The Ph.D. Program: An Overview
Information about the Psychology Ph.D. Program
Students are admitted by one of the department's eight areas: Behavioral Neuroscience, Clinical, Cognitive, Developmental Psychology, Health Psychology, Learning and Behavior, Quantitative, and Social. With rare exception, this area affiliation is retained throughout a student's stay in the program. Much of the program is administered by the areas. For example, the area has immediate responsibility for directing the student's progress. However, students can take courses from all other areas, except certain courses in clinical. The department also has several cross-area research programs.
The Department DOES NOT OFFER A MASTERS ONLY PROGRAM. The Ph.D. program is a six year, full-time only program. All areas are research-oriented. This applies to the Clinical area as well: although this area offers excellent clinical training, the emphasis lies in research, not in training counselors or private practitioners. A Bachelor's degree from an accredited university is not required to apply to our program, but is required to enter our program. A Master's degree is not required to apply or enter our program.
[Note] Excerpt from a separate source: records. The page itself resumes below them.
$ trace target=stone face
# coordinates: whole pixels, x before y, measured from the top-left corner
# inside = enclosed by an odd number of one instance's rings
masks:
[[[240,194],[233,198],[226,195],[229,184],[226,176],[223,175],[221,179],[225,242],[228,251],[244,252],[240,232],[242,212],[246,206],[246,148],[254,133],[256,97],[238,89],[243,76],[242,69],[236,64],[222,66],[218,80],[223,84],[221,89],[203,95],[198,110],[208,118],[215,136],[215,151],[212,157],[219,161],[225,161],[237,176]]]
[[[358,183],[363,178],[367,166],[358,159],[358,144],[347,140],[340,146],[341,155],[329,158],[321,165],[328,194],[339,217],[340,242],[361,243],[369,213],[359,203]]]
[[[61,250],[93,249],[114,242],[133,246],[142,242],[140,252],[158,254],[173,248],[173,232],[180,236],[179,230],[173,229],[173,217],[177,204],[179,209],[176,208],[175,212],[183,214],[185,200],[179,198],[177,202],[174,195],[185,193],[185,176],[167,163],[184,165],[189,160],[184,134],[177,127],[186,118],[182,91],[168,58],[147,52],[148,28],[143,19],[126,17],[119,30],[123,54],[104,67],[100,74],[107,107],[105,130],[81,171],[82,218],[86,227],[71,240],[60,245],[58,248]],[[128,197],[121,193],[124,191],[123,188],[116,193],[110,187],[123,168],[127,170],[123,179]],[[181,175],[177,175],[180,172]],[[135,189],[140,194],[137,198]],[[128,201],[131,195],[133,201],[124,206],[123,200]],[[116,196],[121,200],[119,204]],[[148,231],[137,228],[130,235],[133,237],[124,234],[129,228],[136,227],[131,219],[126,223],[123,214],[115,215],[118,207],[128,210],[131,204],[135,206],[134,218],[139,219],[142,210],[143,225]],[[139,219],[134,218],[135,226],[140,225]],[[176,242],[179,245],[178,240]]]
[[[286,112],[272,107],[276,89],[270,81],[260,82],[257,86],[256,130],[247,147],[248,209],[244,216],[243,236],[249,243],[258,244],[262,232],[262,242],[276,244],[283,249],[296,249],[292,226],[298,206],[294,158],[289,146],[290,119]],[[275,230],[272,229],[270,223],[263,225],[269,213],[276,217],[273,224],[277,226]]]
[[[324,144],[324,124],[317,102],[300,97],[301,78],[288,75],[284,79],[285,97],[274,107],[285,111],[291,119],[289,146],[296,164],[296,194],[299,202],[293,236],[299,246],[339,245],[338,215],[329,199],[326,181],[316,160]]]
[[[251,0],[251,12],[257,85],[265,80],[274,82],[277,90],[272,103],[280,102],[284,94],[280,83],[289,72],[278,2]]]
The program begins with the core curriculum. These courses have dual roles: they provide breadth and they serve as a basis for subsequent specialized study. The core program has three parts: a two-quarter statistics series, four courses selected from among special offerings in each of the eight areas, and a two or three quarter research sequence. In the latter sequence the student designs, conducts, and writes up a research project under the direction of two faculty members. Core-program work is completed by the end of the second year.
Much of the course work in the second and third year is devoted to the requirements of the student's major area. In addition, a minor area of coursework is selected from seven areas (there is no clinical minor) or from specialized minors including diversity science and political psychology. A student may also petition to formulate an individual minor.
Throughout the program, students maintain involvement with a research program and a faculty advisor (see Faculty Research Interests). An important part of the program is continuing research in psychology. Some students are paid research assistants in an ongoing research program related to the student's area of concentration. Students develop their teaching skills by participating in a Teaching Practicum Program working as paid teaching assistants and, in some cases, teaching their own courses.
In clinical psychology, students continue their specialized work through courses closely coordinated with laboratory and practicum experience in a clinical setting. Although the primary prerequisite for beginning specialization in any area is successful completion of the core program, some additional screening is required in clinical psychology. Acceptance into the Clinical area must be approved, after the first year of study, by the Clinical Area Committee.
When sufficiently prepared through courses and research, and (in some cases) practicum experience, some students take major area written qualifying examinations. The requirements for these examinations are set by the areas.
By the fourth year a student should have enough experience and knowledge of current research issues to begin formulating a dissertation proposal.
Thereafter, the student concentrates primarily on dissertation research. The oral qualifying examination, focusing on the dissertation proposal, must be completed no later than the end of spring quarter of the fourth year. Upon completion of the dissertation, the student takes a final oral examination, defending his/her research and explaining its contribution to his/her field of knowledge.
Although this program is described as spanning six years of graduate study, it is flexible enough to permit considerable individual variation. For all students, work toward the Ph.D. degree must be completed within seven years from the time of admission. The dissertation must be filed within three years of the oral qualifying examination.
Students with extensive prior training in a given area, such as a M.A. in psychology, may petition for exemption from one or more courses upon certification by the relevant course instructor and the Graduate Affairs Committee if the students are offered admission to our program. To estimate the courses for which you may receive credit, review the Graduate Division's Program Requirements for Psychology and Graduate Course Descriptions at the following link: www.registrar.ucla.edu/Academics/Course-Descriptions. If possible, retain syllabi and course descriptions of the graduate courses you have completed. If a course is equivalent to one offered at UCLA, you may petition for an exemption from that given course.